Cela les conduit également à entreprendre des actions violentes à l’encontre des pays occidentaux perçus comme ennemis à leur cause, en particulier les États-Unis. Le djihadisme représente-t-il une menace ? Cette mouvance semble à même de fédérer de petits groupes d’individus en quête d’action pour exprimer des frustrations sociales ou politiques. La nature spontanée de ces groupes, issus de franges ultra-minoritaires des communautés musulmanes, les rend imprévisibles et potentiellement dangereux. A noter que bien qu’ instrumentalisé pour légitimer des objectifs de nature révolutionnaire, visant à instaurer une société musulmane homogène, l’Islam, en tant que religion n’a rien à voir avec phénomène djihadiste. Dès lors, comment concilier la déclaration universelle des droits de l’homme face à ces nouvelles actions politiques violentes et face à la vigilance des activistes défenseurs des droits de l’homme qui voudraient les promouvoir partout et en tout lieu, même là où les Etats sont aux prises avec des mouvements terroristes en gestation ou déjà opérationnels ?

Pour revenir au cas qui nous intéresse, si les services burundais habilités n’avaient pas neutralisé les troupes du FRD, dont la plupart des membres salafistes y compris Hassan Ruvakuki voulaient changer l’ordre des choses au Burundi, à l’heure qu’il est, des forces internationales seraient au coude à coude avec des terroristes djihadistes dans tout le pays. La lutte pour le pouvoir ne doit en aucun cas passer par la violence, ni moins par le soutien aux actions terroristes. La société civile burundaise et certains membres de l’opposition étaient et sont au courant des activités de Hassan Kavakuki, mais pour eux, comme tous les moyens sont bons pourvu qu’ils arrivent au pouvoir, leurs intérêts passent naturellement avant l’intérêt supérieur de la nation et surtout des menaces terroristes auxquelles le monde fait face aujourd’hui. Dans un monde moderne, il est vrai que certaines pratiques ne sont plus tolérées et que seul l’Etat de droit s’impose. Proclamons la liberté de la presse à commencer par celle des journalistes mais gardons- nous de fermer les yeux sur la réalité des dangers qui se cachent derrière cette liberté pour compromettre celle des autres.

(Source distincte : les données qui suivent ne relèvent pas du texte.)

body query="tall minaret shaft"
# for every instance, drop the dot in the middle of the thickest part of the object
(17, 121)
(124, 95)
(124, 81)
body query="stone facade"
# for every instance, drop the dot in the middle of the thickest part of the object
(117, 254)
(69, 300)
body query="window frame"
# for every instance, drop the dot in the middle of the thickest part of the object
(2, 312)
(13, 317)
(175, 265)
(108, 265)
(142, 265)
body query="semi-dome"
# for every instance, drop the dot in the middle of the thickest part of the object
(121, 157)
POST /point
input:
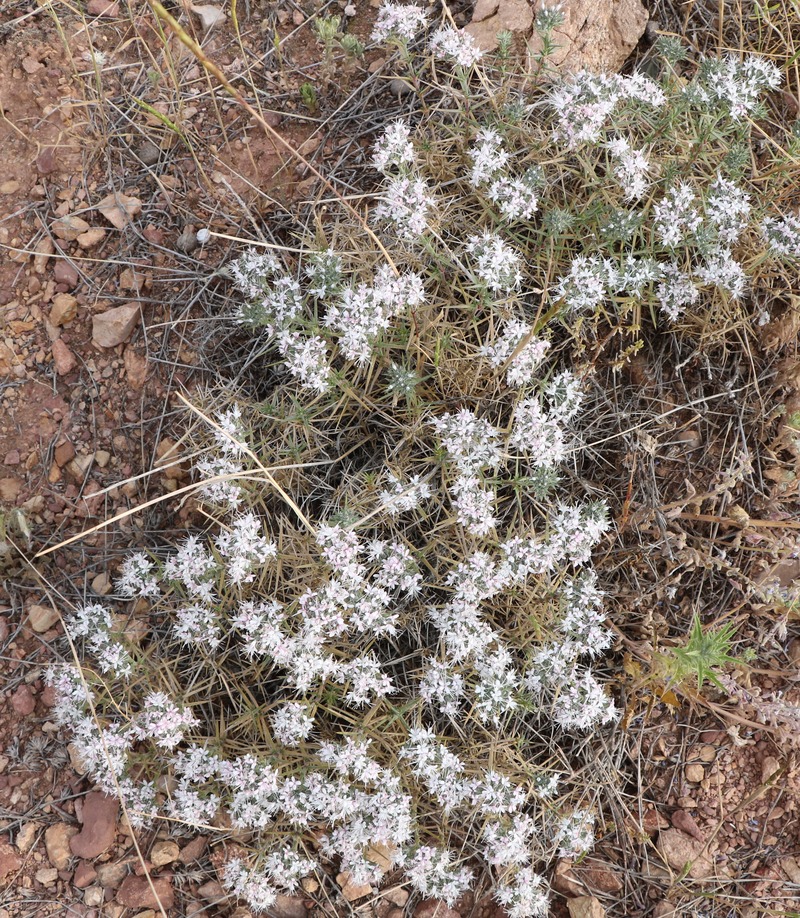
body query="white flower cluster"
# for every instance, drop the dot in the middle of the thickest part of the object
(519, 350)
(95, 624)
(363, 311)
(515, 196)
(291, 723)
(584, 104)
(400, 496)
(496, 263)
(224, 463)
(399, 22)
(405, 205)
(455, 45)
(734, 82)
(631, 168)
(783, 235)
(676, 217)
(162, 721)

Complices ou ignorant, ceux qui s’acharnent contre la justice et le pouvoir actuel au Burundi pour exiger la libération immédiate de ce militant djihadiste seront tôt ou tard déçus de leur entreprise. Entre-temps, d’une part, la  vigilance s’impose pour sauvegarder les acquis de la paix et de la démocratie, et d’une autre part, la communauté internationale devrait continuer à appuyer les efforts du gouvernement burundais dans la lutte contre le terrorisme et les menaces que celui-ci présente.